Returning to the matter of oaths, and what the basics are that we must understand to prevent ourselves from making frivolous oaths, we need to examine the way in which an oath is sworn. First, an oath requires witnesses. Those witnesses are tied to the oath and, frankly, should at least be representative of those who will gain benefit from the long term impact of the oath. To swear an oath to do something with no one around is to do nothing more than make a promise to the air. It is insubstantial and meaningless. It is nothing more than empty words spoken where none can hear, none can recall, and none can hold you accountable.
The oath itself should comprise of no less than two parts regarding consequences. First, there must be a clearly stated action. Second, there must be a clearly stated cost of failure. Often, there is a third part clearly states what shild will be paid for not completing the sworn action. Sometimes the second and third parts are combined, sometimes they are explicitly enumerated. There is no room for ambiguity here. You must say what you will accomplish and what will happen if you fail. If there is no consequence of failure, the oath is worthless. It is just a non-binding promise to do something.

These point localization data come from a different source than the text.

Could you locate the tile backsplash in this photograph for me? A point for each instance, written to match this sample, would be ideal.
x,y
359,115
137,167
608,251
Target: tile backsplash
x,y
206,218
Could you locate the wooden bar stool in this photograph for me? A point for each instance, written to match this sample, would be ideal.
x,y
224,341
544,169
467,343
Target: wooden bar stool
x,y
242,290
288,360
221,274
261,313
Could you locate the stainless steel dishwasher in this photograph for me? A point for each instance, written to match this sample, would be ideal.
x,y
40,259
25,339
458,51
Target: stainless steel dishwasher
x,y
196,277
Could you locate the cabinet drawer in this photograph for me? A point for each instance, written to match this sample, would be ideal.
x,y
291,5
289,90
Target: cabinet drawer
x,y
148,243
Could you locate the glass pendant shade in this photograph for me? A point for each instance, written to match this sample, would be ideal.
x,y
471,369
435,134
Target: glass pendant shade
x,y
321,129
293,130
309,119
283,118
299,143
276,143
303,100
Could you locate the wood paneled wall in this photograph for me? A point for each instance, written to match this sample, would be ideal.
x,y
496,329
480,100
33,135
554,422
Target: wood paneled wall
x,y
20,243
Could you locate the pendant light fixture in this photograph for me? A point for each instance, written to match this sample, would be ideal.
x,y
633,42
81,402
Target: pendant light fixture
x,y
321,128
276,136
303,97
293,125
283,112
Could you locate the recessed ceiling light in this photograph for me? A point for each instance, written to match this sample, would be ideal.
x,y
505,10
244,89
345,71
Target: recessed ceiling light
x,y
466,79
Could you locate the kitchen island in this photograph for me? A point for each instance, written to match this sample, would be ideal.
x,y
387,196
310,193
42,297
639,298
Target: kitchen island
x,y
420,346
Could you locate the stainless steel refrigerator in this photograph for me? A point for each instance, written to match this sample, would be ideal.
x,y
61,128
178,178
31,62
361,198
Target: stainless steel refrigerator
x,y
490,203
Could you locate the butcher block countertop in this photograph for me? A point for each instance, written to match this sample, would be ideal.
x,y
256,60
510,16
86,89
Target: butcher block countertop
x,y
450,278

An oath should be achievable but challenging. It must require genuine effort on the part of the person swearing it. If we are not willing to invest time, sweat, blood, and treasure into an endeavor that aids both us and our folk, then we are not truly willing to put forth the effort to achieve a worthy deed that will increase our worth, our luck, and our reputation. An oath does not need to be a grand, heroic action but they must be a worthy boon.
The points covered so far are not the whole range of requirements for swearing a good oath. These are simply the most basic components that need to be understood. Different groups will have different additional requirements for when and how an oath is sworn, who can swear it, and so on. For example, it is common fairly common in tribal-oriented groups to make it known that not only has an oath been sworn but also that it has been completed. I have known of one group that required that regular “status updates” be made to the group. There is always going to be variation in requirements and execution but it is important to understand that these basic elements come into play in some way with pretty much everyone. If they do not, it is worth taking the time to stop and consider why these things aren’t done, what impact it has on how things are done, and what this means for you, your kin, and for the group. Oaths are important and the last thing you want is to swear an ill-informed and hasty oath without understanding that every oath sworn is a life altering action.